Re: I/O device with multiple *independent* SPDIF ports?
Re: I/O device with multiple *independent* SPDIF ports?
- Subject: Re: I/O device with multiple *independent* SPDIF ports?
- From: "Mikael Hakman" <email@hidden>
- Date: Mon, 21 Jan 2008 22:59:57 +0100
- Organization: Datakonsulten AB
I don't know whether such chip exists or not but it certainly would be
possible to have an SPDIF receiver chip that could be programmed or strapped
to work in 2 different modes, first mode as is done currently and the second
mode giving all 32 bits exactly as they are. They already have a zillion of
options for getting various I2S and other formats out of such a chip.
SPDIF and its professional counterpart AES define other useful streams
besides the audio data stream. Having all bits served would allow for using
these low-bandwidth information streams. Furthermore, AES standard requires
a digital device to either mute or correctly process compressed bitstreams.
This is so that you don't mistakenly get un-decoded DD or DTS reproduced,
which at 110 dB is worse than an earthquake, at least sonically. I did it
once when evaluating active digital studio monitors and I don't want to
experience that once more. Not many professional equipment vendors implement
compliant behavior because of the difficulties in doing so. Having easy
access to the flags would make such compliant implementations more frequent.

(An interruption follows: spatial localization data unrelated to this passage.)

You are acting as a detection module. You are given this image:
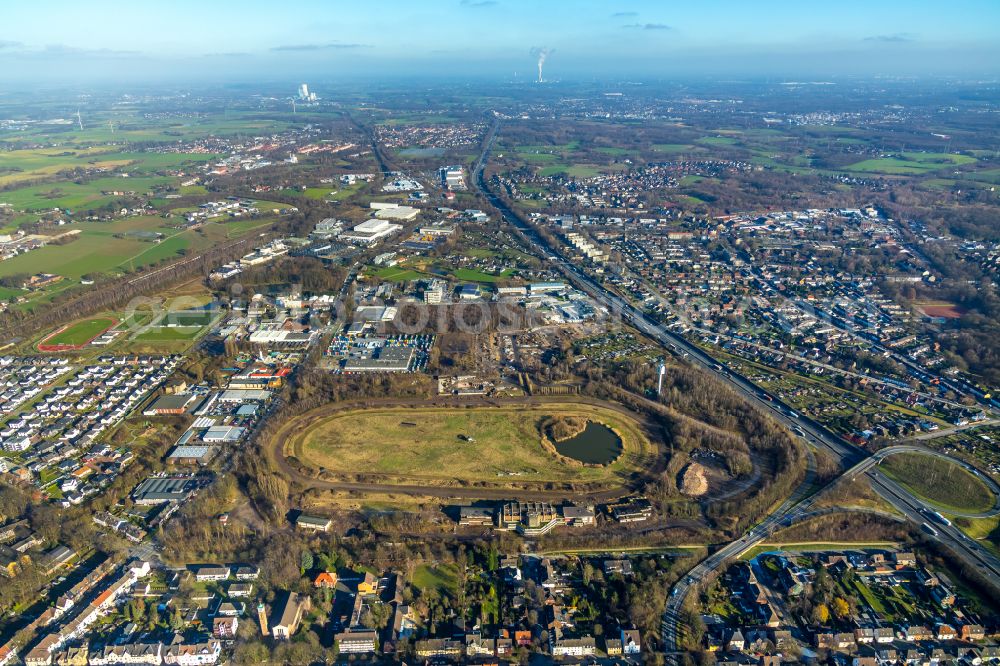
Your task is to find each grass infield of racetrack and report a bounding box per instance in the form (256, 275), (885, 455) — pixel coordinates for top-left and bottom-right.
(284, 403), (654, 489)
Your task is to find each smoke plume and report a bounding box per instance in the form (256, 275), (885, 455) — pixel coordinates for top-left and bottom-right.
(530, 46), (553, 83)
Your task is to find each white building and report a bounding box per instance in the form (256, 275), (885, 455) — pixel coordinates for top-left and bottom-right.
(340, 219), (403, 245)
(373, 206), (419, 222)
(424, 280), (446, 304)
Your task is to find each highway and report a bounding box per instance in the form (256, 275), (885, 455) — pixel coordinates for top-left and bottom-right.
(472, 120), (1000, 658)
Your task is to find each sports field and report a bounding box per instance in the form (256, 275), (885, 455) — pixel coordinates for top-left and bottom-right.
(287, 403), (655, 488)
(38, 317), (117, 350)
(913, 300), (966, 319)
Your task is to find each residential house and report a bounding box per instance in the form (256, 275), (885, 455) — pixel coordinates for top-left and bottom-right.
(902, 625), (932, 642)
(893, 552), (916, 568)
(356, 572), (378, 595)
(163, 636), (221, 666)
(233, 566), (259, 581)
(194, 566), (230, 582)
(464, 635), (495, 657)
(873, 627), (894, 643)
(414, 638), (463, 660)
(936, 624), (957, 641)
(89, 642), (163, 665)
(226, 582), (253, 598)
(551, 636), (596, 657)
(313, 572), (337, 589)
(53, 646), (88, 666)
(621, 629), (641, 655)
(213, 617), (238, 639)
(960, 624), (986, 641)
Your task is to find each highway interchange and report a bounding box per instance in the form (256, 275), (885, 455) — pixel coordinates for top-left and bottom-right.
(472, 119), (1000, 659)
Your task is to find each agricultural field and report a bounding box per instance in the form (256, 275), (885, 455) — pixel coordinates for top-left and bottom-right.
(286, 403), (655, 489)
(0, 149), (218, 190)
(0, 146), (132, 187)
(881, 452), (995, 514)
(0, 111), (294, 147)
(0, 175), (175, 215)
(0, 215), (277, 307)
(844, 152), (976, 176)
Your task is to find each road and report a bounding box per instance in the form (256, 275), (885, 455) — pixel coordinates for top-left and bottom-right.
(907, 418), (999, 441)
(471, 119), (1000, 659)
(845, 444), (1000, 518)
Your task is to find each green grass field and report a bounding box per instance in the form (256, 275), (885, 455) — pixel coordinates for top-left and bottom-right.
(0, 215), (275, 301)
(133, 326), (203, 342)
(369, 266), (425, 282)
(538, 165), (603, 178)
(0, 217), (178, 280)
(845, 152), (976, 175)
(42, 317), (116, 347)
(0, 148), (218, 188)
(0, 175), (175, 212)
(740, 542), (898, 560)
(288, 404), (653, 488)
(882, 452), (994, 513)
(652, 144), (696, 154)
(452, 267), (513, 283)
(697, 136), (741, 147)
(1, 113), (294, 147)
(411, 563), (461, 598)
(162, 311), (215, 327)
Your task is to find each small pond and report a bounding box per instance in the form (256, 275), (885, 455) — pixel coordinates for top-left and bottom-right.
(553, 421), (622, 465)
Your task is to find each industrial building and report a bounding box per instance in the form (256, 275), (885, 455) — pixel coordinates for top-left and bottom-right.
(340, 219), (403, 245)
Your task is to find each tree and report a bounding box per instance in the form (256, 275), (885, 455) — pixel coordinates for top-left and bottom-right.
(812, 603), (830, 625)
(831, 597), (850, 620)
(147, 602), (161, 630)
(300, 549), (314, 573)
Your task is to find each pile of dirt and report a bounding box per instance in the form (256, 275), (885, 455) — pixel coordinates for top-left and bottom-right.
(679, 462), (709, 497)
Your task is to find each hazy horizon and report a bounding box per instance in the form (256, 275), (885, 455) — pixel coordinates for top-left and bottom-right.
(2, 0), (999, 85)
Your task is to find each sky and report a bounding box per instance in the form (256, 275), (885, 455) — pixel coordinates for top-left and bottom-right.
(1, 0), (999, 85)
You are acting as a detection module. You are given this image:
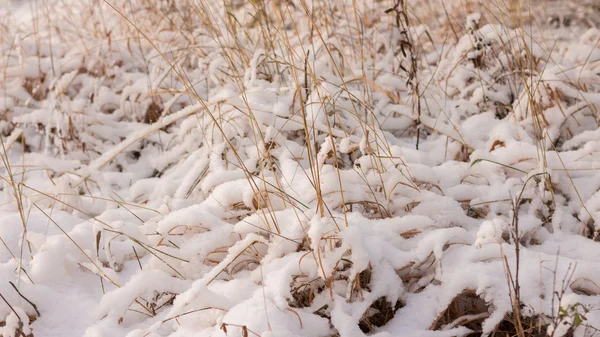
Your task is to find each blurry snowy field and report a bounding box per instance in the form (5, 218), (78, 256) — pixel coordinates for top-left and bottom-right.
(1, 0), (600, 336)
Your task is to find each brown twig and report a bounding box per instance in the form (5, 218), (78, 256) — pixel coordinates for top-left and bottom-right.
(0, 291), (22, 323)
(9, 282), (40, 317)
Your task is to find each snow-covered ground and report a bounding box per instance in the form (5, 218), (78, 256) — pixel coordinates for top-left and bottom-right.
(1, 0), (600, 336)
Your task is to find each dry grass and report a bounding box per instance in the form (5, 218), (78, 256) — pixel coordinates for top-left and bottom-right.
(0, 0), (599, 336)
(431, 290), (548, 337)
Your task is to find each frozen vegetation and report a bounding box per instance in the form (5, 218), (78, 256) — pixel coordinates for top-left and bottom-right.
(1, 0), (600, 336)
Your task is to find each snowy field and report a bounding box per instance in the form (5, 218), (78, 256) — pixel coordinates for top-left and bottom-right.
(1, 0), (600, 336)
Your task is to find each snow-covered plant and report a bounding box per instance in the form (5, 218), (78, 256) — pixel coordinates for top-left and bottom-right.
(1, 0), (600, 336)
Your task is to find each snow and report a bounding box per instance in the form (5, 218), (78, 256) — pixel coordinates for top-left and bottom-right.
(1, 0), (600, 336)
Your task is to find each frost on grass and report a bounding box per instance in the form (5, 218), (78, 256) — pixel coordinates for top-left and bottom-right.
(1, 0), (600, 336)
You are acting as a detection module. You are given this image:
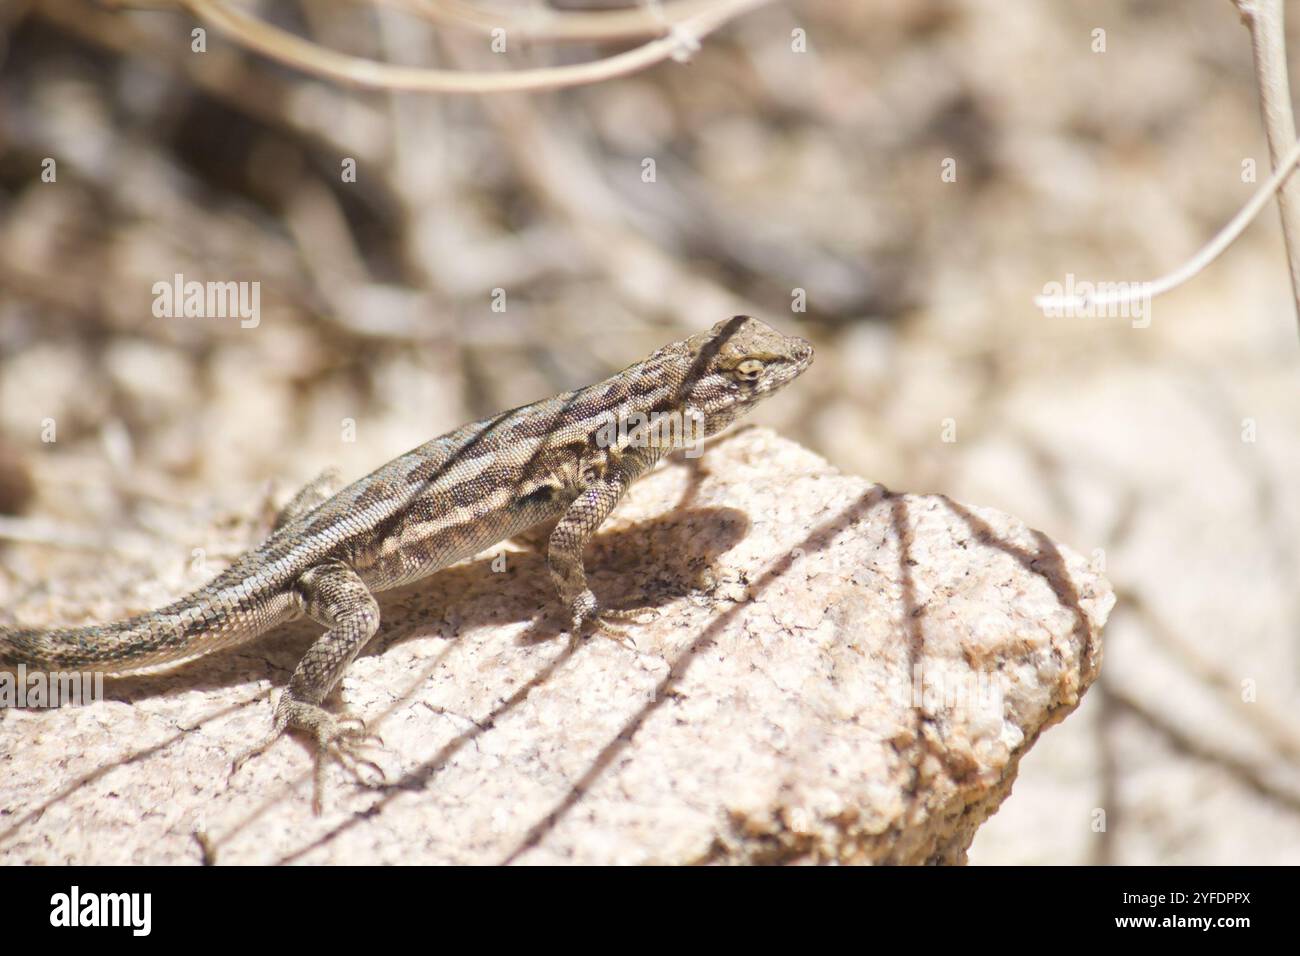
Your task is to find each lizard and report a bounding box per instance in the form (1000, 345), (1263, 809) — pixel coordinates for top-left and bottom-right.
(0, 316), (813, 811)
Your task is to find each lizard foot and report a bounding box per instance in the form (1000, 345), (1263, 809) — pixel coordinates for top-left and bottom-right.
(569, 592), (657, 651)
(230, 695), (385, 814)
(315, 717), (386, 814)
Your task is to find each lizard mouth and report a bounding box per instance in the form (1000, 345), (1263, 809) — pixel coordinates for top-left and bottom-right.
(791, 337), (815, 372)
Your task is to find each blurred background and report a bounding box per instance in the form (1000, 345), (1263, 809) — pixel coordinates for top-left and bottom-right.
(0, 0), (1297, 863)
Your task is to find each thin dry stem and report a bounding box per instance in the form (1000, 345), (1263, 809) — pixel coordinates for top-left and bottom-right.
(387, 0), (726, 43)
(1233, 0), (1300, 335)
(1035, 136), (1300, 315)
(180, 0), (774, 94)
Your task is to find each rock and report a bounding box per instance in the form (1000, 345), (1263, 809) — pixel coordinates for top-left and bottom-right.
(0, 427), (1112, 864)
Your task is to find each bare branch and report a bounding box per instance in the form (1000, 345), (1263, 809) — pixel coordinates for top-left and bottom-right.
(180, 0), (775, 94)
(386, 0), (727, 43)
(1035, 136), (1300, 315)
(1233, 0), (1300, 336)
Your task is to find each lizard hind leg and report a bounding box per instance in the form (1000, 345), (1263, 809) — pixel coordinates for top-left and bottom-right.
(229, 559), (385, 814)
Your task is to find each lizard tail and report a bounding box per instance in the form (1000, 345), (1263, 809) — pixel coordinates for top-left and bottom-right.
(0, 587), (290, 673)
(0, 616), (191, 672)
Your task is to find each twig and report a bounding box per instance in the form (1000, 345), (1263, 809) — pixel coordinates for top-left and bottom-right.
(386, 0), (725, 43)
(1115, 587), (1300, 765)
(180, 0), (775, 94)
(35, 0), (391, 166)
(1108, 683), (1300, 814)
(1034, 136), (1300, 315)
(1232, 0), (1300, 335)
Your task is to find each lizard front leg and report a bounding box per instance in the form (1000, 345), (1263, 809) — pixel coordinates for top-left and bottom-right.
(231, 559), (382, 813)
(547, 465), (655, 645)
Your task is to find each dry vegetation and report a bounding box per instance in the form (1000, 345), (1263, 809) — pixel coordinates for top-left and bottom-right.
(0, 0), (1298, 863)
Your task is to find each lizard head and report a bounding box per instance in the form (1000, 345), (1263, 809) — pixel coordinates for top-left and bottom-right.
(674, 315), (814, 437)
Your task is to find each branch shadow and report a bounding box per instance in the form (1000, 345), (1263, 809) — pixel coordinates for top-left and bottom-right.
(491, 490), (1102, 864)
(939, 497), (1097, 679)
(497, 486), (889, 864)
(270, 503), (751, 862)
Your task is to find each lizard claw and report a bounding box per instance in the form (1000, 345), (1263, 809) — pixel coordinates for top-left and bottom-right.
(335, 716), (384, 749)
(601, 606), (660, 626)
(330, 715), (384, 747)
(568, 592), (650, 651)
(229, 695), (387, 814)
(314, 715), (387, 812)
(327, 740), (385, 784)
(592, 615), (637, 650)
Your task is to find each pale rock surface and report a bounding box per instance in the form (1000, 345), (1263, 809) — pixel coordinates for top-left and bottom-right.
(0, 428), (1112, 864)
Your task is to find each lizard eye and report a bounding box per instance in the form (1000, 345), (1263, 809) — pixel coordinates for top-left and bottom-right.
(734, 359), (764, 382)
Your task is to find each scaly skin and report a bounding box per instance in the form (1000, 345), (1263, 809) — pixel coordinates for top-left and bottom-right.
(0, 316), (813, 811)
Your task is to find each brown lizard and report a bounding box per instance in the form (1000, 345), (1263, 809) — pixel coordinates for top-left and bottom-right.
(0, 316), (813, 810)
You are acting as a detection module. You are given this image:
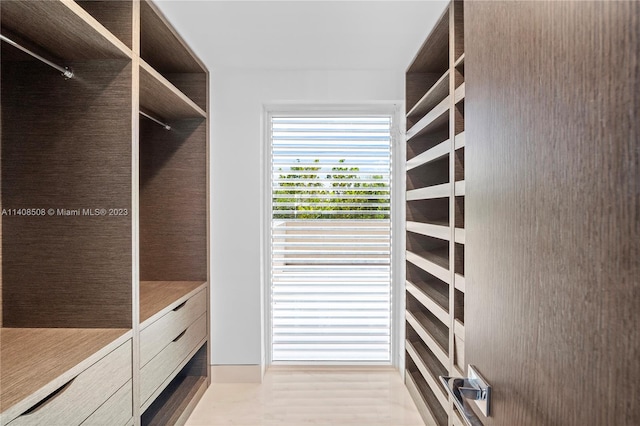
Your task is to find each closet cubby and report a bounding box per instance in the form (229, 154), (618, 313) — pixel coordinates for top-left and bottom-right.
(404, 1), (465, 423)
(406, 155), (450, 191)
(406, 293), (449, 357)
(407, 124), (449, 162)
(407, 232), (450, 272)
(406, 198), (449, 226)
(406, 323), (448, 412)
(75, 1), (134, 50)
(1, 1), (209, 424)
(405, 354), (448, 426)
(1, 0), (131, 60)
(140, 0), (207, 112)
(406, 262), (449, 322)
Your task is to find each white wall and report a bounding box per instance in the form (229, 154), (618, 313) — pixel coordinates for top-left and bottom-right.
(210, 68), (403, 365)
(154, 0), (449, 370)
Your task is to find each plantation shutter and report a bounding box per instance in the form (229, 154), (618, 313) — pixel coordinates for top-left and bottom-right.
(271, 116), (392, 362)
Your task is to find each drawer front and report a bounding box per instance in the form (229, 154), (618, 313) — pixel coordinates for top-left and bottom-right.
(140, 289), (207, 367)
(8, 340), (132, 426)
(81, 380), (132, 426)
(140, 314), (207, 406)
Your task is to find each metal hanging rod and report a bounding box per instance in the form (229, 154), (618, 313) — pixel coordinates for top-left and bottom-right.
(0, 34), (73, 79)
(139, 111), (171, 131)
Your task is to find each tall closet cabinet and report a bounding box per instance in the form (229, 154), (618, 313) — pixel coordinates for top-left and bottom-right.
(0, 1), (209, 425)
(404, 1), (465, 425)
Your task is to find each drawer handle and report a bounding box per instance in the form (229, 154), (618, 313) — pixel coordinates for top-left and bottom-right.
(21, 378), (76, 416)
(172, 329), (187, 342)
(173, 301), (187, 311)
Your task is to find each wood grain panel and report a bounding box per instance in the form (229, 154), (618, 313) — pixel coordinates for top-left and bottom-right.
(81, 380), (133, 426)
(406, 7), (449, 74)
(1, 0), (131, 60)
(1, 60), (132, 328)
(6, 340), (131, 426)
(139, 61), (205, 120)
(140, 315), (206, 406)
(466, 1), (640, 424)
(76, 1), (133, 49)
(139, 118), (207, 282)
(140, 289), (206, 366)
(140, 0), (205, 73)
(0, 328), (130, 417)
(164, 72), (208, 113)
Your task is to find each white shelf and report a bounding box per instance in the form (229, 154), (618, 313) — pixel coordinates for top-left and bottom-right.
(407, 96), (450, 141)
(454, 228), (465, 244)
(454, 132), (465, 150)
(455, 180), (466, 196)
(405, 371), (441, 426)
(406, 310), (449, 368)
(407, 183), (451, 201)
(407, 70), (450, 122)
(406, 250), (451, 285)
(407, 221), (450, 242)
(407, 139), (450, 171)
(406, 340), (449, 411)
(454, 82), (466, 103)
(406, 281), (449, 326)
(454, 273), (466, 293)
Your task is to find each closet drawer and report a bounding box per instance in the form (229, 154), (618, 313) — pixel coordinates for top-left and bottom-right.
(140, 314), (207, 406)
(8, 340), (132, 426)
(81, 380), (132, 426)
(140, 289), (207, 367)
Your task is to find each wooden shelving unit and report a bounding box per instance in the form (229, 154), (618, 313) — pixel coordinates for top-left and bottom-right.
(0, 1), (209, 425)
(404, 1), (465, 424)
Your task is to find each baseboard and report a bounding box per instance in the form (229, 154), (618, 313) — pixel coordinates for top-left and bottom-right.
(211, 365), (263, 383)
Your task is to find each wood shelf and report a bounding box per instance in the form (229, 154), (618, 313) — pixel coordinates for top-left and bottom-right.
(406, 281), (449, 326)
(406, 7), (449, 74)
(140, 0), (205, 74)
(454, 132), (465, 150)
(454, 53), (465, 68)
(1, 0), (131, 60)
(406, 250), (451, 284)
(407, 96), (450, 141)
(455, 180), (466, 196)
(407, 70), (450, 127)
(139, 281), (207, 326)
(407, 221), (450, 242)
(454, 273), (466, 293)
(405, 370), (443, 426)
(0, 328), (131, 418)
(406, 340), (449, 411)
(139, 61), (206, 121)
(407, 183), (451, 201)
(454, 227), (465, 244)
(407, 139), (450, 171)
(406, 311), (449, 377)
(454, 82), (466, 103)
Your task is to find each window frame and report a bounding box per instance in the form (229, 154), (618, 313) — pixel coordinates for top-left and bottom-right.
(261, 103), (405, 368)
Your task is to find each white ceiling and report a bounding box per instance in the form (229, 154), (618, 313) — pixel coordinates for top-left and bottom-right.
(154, 0), (449, 70)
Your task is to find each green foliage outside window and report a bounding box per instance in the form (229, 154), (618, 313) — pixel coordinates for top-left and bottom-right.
(273, 159), (390, 219)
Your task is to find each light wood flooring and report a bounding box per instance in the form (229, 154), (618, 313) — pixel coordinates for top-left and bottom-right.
(185, 366), (424, 425)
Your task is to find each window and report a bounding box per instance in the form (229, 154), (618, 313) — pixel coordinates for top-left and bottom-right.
(269, 114), (393, 363)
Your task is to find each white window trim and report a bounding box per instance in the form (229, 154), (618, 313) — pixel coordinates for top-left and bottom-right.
(261, 103), (406, 369)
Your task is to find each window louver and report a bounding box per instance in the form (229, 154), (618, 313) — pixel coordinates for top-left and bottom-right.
(271, 116), (392, 362)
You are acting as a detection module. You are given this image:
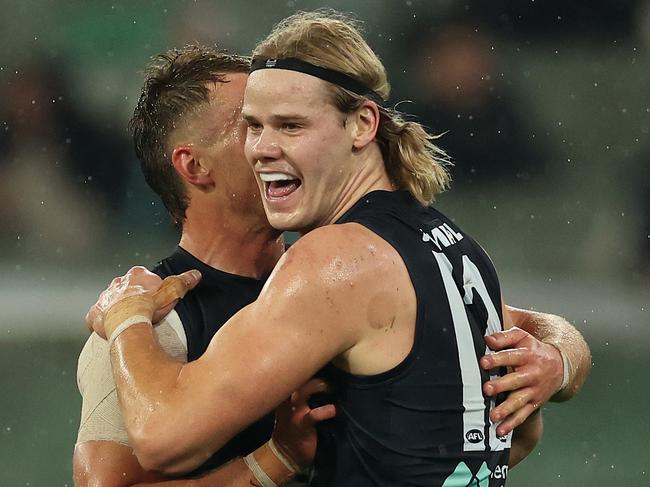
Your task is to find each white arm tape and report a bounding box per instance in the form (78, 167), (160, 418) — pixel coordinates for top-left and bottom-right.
(108, 315), (152, 348)
(244, 452), (278, 487)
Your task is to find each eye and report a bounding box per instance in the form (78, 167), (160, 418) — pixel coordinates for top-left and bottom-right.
(246, 120), (263, 133)
(282, 122), (302, 132)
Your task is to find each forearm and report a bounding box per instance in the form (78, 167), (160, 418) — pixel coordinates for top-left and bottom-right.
(506, 306), (591, 401)
(134, 442), (300, 487)
(133, 459), (252, 487)
(509, 409), (543, 468)
(110, 323), (206, 473)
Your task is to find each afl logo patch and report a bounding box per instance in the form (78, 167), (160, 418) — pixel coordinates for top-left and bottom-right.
(265, 59), (278, 68)
(465, 429), (484, 443)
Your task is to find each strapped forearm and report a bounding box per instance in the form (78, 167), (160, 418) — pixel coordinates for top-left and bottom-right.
(133, 441), (300, 487)
(506, 306), (591, 401)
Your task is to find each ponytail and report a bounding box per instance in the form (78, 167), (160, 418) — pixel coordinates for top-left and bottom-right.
(376, 108), (451, 205)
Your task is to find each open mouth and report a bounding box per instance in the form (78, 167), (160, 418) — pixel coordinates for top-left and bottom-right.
(259, 172), (302, 199)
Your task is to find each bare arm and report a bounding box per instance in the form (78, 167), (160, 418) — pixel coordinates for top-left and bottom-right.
(94, 226), (374, 474)
(73, 441), (164, 487)
(74, 377), (334, 487)
(509, 410), (543, 468)
(73, 442), (290, 487)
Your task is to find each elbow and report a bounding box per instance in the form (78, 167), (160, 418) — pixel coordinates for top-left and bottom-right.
(128, 421), (209, 475)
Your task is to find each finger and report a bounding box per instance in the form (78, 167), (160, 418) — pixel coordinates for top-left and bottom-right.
(490, 387), (533, 422)
(485, 327), (528, 351)
(292, 379), (331, 404)
(484, 370), (532, 396)
(496, 403), (538, 437)
(308, 404), (336, 423)
(480, 348), (529, 370)
(153, 271), (202, 309)
(85, 304), (100, 332)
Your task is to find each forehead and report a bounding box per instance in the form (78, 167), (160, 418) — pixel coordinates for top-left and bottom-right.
(194, 73), (248, 136)
(243, 69), (330, 116)
(206, 73), (247, 114)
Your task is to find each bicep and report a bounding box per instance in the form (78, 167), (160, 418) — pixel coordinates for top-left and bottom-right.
(176, 294), (353, 450)
(173, 253), (363, 453)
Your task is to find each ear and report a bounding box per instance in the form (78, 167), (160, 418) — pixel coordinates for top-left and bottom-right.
(351, 100), (380, 150)
(171, 145), (214, 188)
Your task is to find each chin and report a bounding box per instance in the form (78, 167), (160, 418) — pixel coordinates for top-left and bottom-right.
(266, 211), (306, 233)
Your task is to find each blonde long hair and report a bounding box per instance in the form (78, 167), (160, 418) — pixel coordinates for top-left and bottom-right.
(252, 9), (451, 205)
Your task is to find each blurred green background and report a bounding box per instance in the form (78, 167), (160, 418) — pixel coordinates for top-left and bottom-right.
(0, 0), (648, 485)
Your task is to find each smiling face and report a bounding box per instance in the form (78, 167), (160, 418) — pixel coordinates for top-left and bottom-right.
(242, 69), (359, 233)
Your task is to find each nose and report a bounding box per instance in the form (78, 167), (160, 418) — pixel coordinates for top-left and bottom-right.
(248, 127), (282, 164)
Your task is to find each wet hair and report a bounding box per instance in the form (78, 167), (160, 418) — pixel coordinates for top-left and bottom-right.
(129, 45), (250, 228)
(252, 9), (451, 205)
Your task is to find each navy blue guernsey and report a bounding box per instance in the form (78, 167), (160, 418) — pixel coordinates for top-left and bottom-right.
(152, 247), (275, 475)
(311, 190), (512, 487)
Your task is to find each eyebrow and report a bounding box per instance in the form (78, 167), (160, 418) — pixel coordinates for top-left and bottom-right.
(242, 113), (309, 124)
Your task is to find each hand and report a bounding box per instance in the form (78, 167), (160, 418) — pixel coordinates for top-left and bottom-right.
(85, 266), (201, 339)
(481, 327), (563, 436)
(272, 378), (336, 470)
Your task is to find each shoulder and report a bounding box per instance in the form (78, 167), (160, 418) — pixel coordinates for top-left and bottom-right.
(255, 224), (411, 336)
(269, 223), (404, 294)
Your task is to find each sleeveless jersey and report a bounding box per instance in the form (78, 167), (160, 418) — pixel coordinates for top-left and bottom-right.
(311, 190), (512, 487)
(152, 247), (275, 475)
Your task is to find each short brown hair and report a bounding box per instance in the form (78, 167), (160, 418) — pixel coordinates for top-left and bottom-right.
(253, 10), (451, 205)
(129, 45), (250, 228)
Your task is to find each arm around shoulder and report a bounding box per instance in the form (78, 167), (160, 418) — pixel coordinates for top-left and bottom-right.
(109, 225), (369, 474)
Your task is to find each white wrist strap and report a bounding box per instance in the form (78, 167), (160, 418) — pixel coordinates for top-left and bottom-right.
(243, 452), (278, 487)
(108, 315), (152, 348)
(558, 348), (571, 391)
(268, 438), (299, 474)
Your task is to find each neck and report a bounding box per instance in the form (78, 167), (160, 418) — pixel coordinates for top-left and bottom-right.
(306, 144), (393, 234)
(179, 203), (284, 279)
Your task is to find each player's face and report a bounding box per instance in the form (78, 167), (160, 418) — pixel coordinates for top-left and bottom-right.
(196, 74), (266, 220)
(242, 69), (357, 232)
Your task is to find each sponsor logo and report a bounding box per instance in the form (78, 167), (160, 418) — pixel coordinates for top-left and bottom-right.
(466, 429), (484, 443)
(265, 59), (277, 68)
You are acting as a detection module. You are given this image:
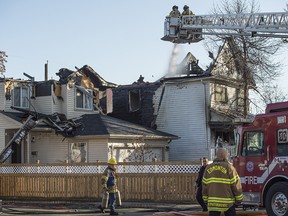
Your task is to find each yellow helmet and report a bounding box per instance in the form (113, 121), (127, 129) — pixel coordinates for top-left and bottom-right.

I have been looking for a computer audio interface that allows you to access
these bits for a long time now. One piece of equipment, a PCI card, in the
middle price segment, allows you to ask the device whether the non-audio bit
is on or off by a system call. I'm not sure that particular call works under
OS X. However it is not much help because you get status information when
you ask and cannot easily relate to your position in audio input buffer. The
other device, an FW interface, in about the same price segment does this
well, at least according to the spec. When requested, the device passes all
the extra bits and flags in the 4th byte of your audio sample (least
significant byte) provided that you also request a 32 bit integer format -
even if you don't do anything special, that byte is far below audibility
limit. I intend to evaluate this equipment very soon.
Regards/Mikael
Brian Willoughby <email@hidden> wrote:
For the longest time I have wanted an SPDIF interface for the Mac
(FireWire?) which allows access to the full 32-bit word. Problem is that
the Crystal part interprets the bits and delivers audio sample bits (up
to 24) on a separate pin from the control bits (up to 16). This is handy
if you don't have a processor available, but it limits what can be done
if you do. It would certainly be possible to just give the Mac a 32-bit
stream and let the Mac split that into audio and control, but it would
require custom silicon - unless there is already such a chip and I've
missed it. Flags and block starts would be a cinch this way.
Brian Willoughby
Sound Consulting
On Jan 21, 2008, at 04:12, Mikael Hakman wrote:
Stephen Davis <email@hidden> wrote:
As for the auto-detecting of bitstream vs. PCM goes, I have that
working for DD but haven't looked into the audio/video sync issue very
closely yet. In cursory experiments, it seems to be fine. The DD
bitstream lets you decide pretty quickly what mode you're in but I'm
sure it will take some work to get the latency down low enough.
When I did my experiments, I had to buffer more than one whole SPDIF
block before knowing for sure whether it was PCM or DD or DTS. Then I
needed a whole block before I could decode it, and then there was
decoding time, and then there was some latency in OS and devices (both in
and out). All this together made an unacceptable delay between audio and
video. This is when I gave up. The problem is that the syncword used in
DD and DTS is a valid PCM value and that the DD/ DTS flag in SPDIF is
normally not available outside the device, and not always set, and that
you don't see in your code where each SPDIF block starts - you only see a
buffered continuous stream. Perhaps you found a clever algorithm for
this - could you share it with me, please?